Leetcode Outage on Nov 19 - Post analysis
It’s been long time since I posted something on my blog. Lately I have been pretty busy with interesting and/or funny things happening in my life. I have draft posts regarding those which I may make public one day.
Last week, LeetCode experienced an issue due to which it was completely down for 2 hours 35 minutes and continued degraded service for another 47 minutes. We all at Leetcode apologizes for inconvenience you have faced. At LeetCode, we take pride in building highly available systems that provide delightful user experience, and we are aware of the trust you place in LeetCode. That being said, we certainly would like to share our learnings from post analysis our engineers have performed and steps we have taken to make our system more resilient and fail proof.
1:58 PM, Nov 19 PST
Partial recovery - 04:33 PM, Nov 19 PST
Full recovery - 5:20 PM, Nov 19 PST
LeetCode’s architecture looks some what like below -
Our architecture is designed to be scalable as well as fail-safe. Despite the layer of redundancies, there still exist possible cases where our architecture may fail.
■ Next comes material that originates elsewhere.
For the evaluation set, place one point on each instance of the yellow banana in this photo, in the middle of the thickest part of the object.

On Nov 17, there was an accidental removal of kubernetes’s internal
cilium-operator service from the cluster. Even though it’s non-critical service responsible for garbage collection of the network policies, but due to its bad recovery, it stopped that garbage collection. On 1:58PM Nov 19 PST, we hit the limit of network policy map, breaking all the networking and halting communication between all the components of the cluster that led to this down time.
1:58PM, Nov 19 PST
Internal monitoring systems started generating alerts. We discovered site is down. By 2:04PM, all the devops were triaging the systems to figure out why application servers were not serving any requests.
02:09PM, Nov 19 PST
We discovered that it’s due to DNS Server containers being in PENDING state in the cluster. We found that they were stuck with cilium(k8s’s networking layer) related errors.
2:21 PM, Nov 19 PST
We felt that it’s a major issue and debugging current cluster state would take lot of time. We decided to fire up new kubernetes cluster since user facing services in the cluster are all stateless.
2:57 PM, Nov 19 PST
Finally new cluster provisioning finished but suddently old cluster started serving requests. We were confused and were investigating why it started serving requests back.
3:07 PM, Nov 19 PST
Old cluster failed again. We started working on that newly created cluster again.
3:18 PM, Nov 19 PST
We tried to setup production services on new k8s cluster but due to difference in k8s cluster version, our automatic provisioning scripts were failing. We decided to fallback to restoring our old architecture which didn’t use kubernetes but wasn’t much scalable.
4:19 PM, Nov 19 PST
We restored our old architecture and site was up partially but due to large amount of traffic, latency was quite high and UX was not upto the mark. We started working back on creation of kubernetes cluster.
5:20PM, Nov 19 PST
New cluster provisioning finished and all the user facing services were setup in the cluster. We switched the traffic to new cluster and site was back to normal.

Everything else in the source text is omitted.